010


 ひとしきり狩り終わった後、モンスターが襲ってこない安全地帯へと移動した。


 そう言えばここの湿地帯って超低確率でが出るんだっけ。……出現しても面倒だし、そろそろ街に帰った方がいいのかも。


「ねえアルト、見て見て! 今朝まで1Lvだったのにもう65Lvよ、わたしってもしかして才能あるのかも!」


 コトハはうなぎ登りに上がったLvを見ていつもの調子を取り戻していた。


 さっきまで泣き喚いて俺にべったりだったのと、意外とデリケートなことが分かったので今後はもうちょっと優しく接してあげようと思う。


「まあ……そうだといいな。あとそろそろステータスは体力に振っておいてくれ。Lvが高くなるにつれてモンスターの攻撃が痛くなってくるから」


「心配しないでもう全部振り終わったから」


「……体力にか?」


「何を言ってるのアルト。筋力に決まってるじゃない」


「……」


 コトハのプロフィールからステータスを確認する。


 体力1、筋力66、魔力1、知力1、幸運1。


 なかなかに面白いステータスだ……たぶんモンスターに一、二回殴られただけでダウンするな。これはいったいどうしたものだろう。


 やっぱり彼女は全行動がマイナスになるようなデバフを受けているんだろう。前世はたぶんフランダースの犬のネロだな。うーん、それなら仕方ない。しっかりと面倒を見てやらないと。


「ほら、パーティーは役割分担が大事なのよ。わたしがすべての敵を倒していけば、体力なんて振る必要が無いって気づいちゃったの。どう賢いでしょ」


 コトハは自信満々に慎ましい胸を張っている。


 ポイントを体力に一切振らない行為は、地雷を通り越してもはやトロールだ。とは言えステータスポイントの割り振りは、初心者が陥りやすい罠だからなあ……。
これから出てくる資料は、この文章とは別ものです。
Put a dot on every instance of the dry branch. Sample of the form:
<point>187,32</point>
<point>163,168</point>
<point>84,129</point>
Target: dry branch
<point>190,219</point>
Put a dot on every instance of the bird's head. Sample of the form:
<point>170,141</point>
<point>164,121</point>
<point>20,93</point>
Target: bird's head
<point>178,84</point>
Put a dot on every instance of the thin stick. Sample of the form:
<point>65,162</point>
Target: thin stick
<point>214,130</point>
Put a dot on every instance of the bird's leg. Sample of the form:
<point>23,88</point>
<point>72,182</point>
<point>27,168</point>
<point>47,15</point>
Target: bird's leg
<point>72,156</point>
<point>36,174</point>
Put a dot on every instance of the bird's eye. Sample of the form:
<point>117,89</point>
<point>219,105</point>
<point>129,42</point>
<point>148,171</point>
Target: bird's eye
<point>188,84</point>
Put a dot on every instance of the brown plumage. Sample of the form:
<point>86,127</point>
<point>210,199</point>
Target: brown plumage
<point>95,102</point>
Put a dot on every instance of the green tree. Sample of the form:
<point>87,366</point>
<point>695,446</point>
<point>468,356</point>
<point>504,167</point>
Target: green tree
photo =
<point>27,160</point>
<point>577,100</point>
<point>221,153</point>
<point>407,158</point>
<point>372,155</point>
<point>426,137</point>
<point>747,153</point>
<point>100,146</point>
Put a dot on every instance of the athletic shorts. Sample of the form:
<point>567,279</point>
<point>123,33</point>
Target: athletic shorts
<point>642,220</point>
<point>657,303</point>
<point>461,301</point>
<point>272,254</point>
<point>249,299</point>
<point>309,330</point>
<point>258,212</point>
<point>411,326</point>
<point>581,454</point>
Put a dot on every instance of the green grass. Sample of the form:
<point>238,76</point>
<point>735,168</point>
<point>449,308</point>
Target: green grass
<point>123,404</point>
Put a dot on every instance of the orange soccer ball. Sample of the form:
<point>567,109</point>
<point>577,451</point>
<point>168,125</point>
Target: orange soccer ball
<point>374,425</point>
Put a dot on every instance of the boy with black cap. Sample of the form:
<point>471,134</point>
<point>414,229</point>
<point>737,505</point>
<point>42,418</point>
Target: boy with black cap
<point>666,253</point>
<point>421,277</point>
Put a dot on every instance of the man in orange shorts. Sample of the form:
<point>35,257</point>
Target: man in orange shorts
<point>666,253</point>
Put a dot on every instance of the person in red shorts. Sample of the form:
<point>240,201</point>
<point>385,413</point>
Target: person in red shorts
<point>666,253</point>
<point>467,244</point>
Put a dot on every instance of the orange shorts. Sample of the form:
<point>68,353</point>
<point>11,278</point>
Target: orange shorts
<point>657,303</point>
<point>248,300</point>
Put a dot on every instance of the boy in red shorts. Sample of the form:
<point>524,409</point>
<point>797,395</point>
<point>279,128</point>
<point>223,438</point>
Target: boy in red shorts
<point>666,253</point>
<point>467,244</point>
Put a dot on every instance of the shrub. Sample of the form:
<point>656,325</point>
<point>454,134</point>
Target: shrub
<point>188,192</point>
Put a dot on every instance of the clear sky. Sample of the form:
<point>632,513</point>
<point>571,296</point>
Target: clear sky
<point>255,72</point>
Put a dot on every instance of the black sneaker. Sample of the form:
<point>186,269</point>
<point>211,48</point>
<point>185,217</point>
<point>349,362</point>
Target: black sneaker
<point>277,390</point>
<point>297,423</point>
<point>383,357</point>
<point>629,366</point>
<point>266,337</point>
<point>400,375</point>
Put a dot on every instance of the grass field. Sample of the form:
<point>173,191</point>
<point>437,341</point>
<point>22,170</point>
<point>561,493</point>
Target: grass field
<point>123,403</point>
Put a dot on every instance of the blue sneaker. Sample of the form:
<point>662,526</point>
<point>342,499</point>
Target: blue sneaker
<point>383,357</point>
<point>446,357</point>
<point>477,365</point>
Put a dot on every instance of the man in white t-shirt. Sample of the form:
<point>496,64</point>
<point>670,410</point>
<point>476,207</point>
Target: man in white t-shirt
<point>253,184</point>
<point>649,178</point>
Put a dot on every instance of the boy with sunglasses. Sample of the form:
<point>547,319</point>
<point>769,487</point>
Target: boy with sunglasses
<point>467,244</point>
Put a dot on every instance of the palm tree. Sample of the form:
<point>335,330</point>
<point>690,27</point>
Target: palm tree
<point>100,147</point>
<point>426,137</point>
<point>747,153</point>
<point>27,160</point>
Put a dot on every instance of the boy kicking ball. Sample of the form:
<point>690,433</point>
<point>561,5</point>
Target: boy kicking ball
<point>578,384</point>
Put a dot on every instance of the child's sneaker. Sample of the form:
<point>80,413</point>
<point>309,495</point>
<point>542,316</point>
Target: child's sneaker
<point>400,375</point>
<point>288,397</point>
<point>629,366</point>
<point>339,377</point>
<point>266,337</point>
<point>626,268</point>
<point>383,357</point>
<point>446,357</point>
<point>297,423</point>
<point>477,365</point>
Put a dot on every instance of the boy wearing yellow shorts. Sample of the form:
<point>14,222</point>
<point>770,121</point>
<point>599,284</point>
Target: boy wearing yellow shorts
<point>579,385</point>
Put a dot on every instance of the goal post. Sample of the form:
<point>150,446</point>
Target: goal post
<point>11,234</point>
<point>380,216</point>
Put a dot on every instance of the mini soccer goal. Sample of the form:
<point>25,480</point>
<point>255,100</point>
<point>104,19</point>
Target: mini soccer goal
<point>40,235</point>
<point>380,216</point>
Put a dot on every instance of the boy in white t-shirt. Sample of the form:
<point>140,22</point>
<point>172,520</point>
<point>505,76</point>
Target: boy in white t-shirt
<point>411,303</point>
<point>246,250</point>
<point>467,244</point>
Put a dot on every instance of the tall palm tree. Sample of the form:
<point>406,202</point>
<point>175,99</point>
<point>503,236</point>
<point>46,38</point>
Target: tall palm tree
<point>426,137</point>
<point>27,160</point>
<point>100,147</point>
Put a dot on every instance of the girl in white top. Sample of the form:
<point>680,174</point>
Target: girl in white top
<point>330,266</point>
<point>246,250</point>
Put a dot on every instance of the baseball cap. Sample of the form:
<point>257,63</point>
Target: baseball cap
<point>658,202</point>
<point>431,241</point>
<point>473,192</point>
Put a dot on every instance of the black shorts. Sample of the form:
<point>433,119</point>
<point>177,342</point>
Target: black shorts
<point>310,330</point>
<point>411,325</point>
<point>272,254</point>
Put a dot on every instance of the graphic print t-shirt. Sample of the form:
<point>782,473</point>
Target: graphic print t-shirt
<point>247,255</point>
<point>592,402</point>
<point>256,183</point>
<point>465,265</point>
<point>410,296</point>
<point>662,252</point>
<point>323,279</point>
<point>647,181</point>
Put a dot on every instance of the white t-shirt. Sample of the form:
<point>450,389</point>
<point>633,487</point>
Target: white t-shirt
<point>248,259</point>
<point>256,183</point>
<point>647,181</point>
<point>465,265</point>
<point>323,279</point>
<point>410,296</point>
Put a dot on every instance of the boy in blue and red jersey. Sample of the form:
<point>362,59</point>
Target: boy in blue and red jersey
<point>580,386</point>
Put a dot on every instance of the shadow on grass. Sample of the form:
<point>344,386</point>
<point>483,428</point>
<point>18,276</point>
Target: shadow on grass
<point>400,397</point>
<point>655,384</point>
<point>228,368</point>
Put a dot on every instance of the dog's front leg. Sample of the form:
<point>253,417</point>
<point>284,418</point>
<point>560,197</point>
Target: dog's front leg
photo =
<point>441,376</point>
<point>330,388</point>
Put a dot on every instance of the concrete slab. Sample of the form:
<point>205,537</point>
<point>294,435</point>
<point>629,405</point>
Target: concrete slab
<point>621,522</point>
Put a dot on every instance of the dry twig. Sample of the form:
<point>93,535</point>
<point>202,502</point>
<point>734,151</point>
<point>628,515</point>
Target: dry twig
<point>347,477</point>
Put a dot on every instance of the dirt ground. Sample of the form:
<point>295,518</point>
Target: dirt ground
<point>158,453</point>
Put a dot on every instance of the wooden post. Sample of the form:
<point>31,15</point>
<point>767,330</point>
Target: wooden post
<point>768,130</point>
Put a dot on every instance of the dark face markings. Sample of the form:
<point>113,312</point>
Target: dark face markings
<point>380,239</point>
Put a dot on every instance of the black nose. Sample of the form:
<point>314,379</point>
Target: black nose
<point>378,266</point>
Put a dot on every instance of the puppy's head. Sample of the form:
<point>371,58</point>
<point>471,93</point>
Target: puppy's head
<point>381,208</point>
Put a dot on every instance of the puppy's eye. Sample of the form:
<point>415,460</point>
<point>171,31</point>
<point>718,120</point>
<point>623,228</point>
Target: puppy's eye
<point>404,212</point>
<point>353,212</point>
 実際にひどい目にあって理解するしかないのかもしれない。俺も昔はそうだったし。

 

「ところでアルトはどうしてそんなステータスにしてるの? 魔力に20も振ってるけど……ファイターに魔力はいらないんじゃない?」


 コトハにしてはまっとうな指摘が飛んできた。


 俺のステータスは、体力20、筋力20、魔力20、知力9、幸運1、というあんばいになっている。


 一見するとバランス的なステ振りに思えて、俺の職業はファイター。物理職に魔力はまったくといっていいほど必要ない。――隠し職業ジョブを開放しないならばの話だが。


「それは転職してからのお楽しみだ」


「いま教えてくれないの?」


「楽しみはあとにとっておいた方がいいだろ」


「む、むむむむ……」


 コトハが悔しそうにうなっている。そんな声を出されても俺は知らんよ。


「――ねえ、あのさ」


 帰路を辿っている途中、コトハがふと視線を合わせながら言ってきた。


「なんだ?」


「べつに大したことじゃないんだけど……その、お礼を言いたくて。ありがとうね、こんなわたしに付き合ってくれて。おかげですごくLvがあがったし、パーティー組んでくれたのもアルトだけだったから、その……感謝してるの。ほんとに」


 もじもじとしながら、コトハは顔を赤くする。


「いやまあ……見捨ててはおけないだろ。初心者だからって差別するようなことは俺はしない。それだけで特には」


 まさか彼女の口からお礼が出るとは思っていなかった手前、やや返事にあぐねいてしまった。好き勝手やる割には、意外と素直なのかもしれない。


「……」


 やけに生暖かい左手を見る。どうしたことかコトハが俺の手を取っていた。やや汗ばんでいるような気もするが、何かあったのだろうか。顔も赤いし……風邪? いやADRICAに風邪なんて状態異常はあったっけな――


「おいちょっと待て。あんたらさっきまでここで狩りをしてた冒険者だな」


 予期せぬ声が背後から鳴る。


 振り返った先、見知らぬ三人の男たちが剣吞な目つきで俺たちを睨んでいた。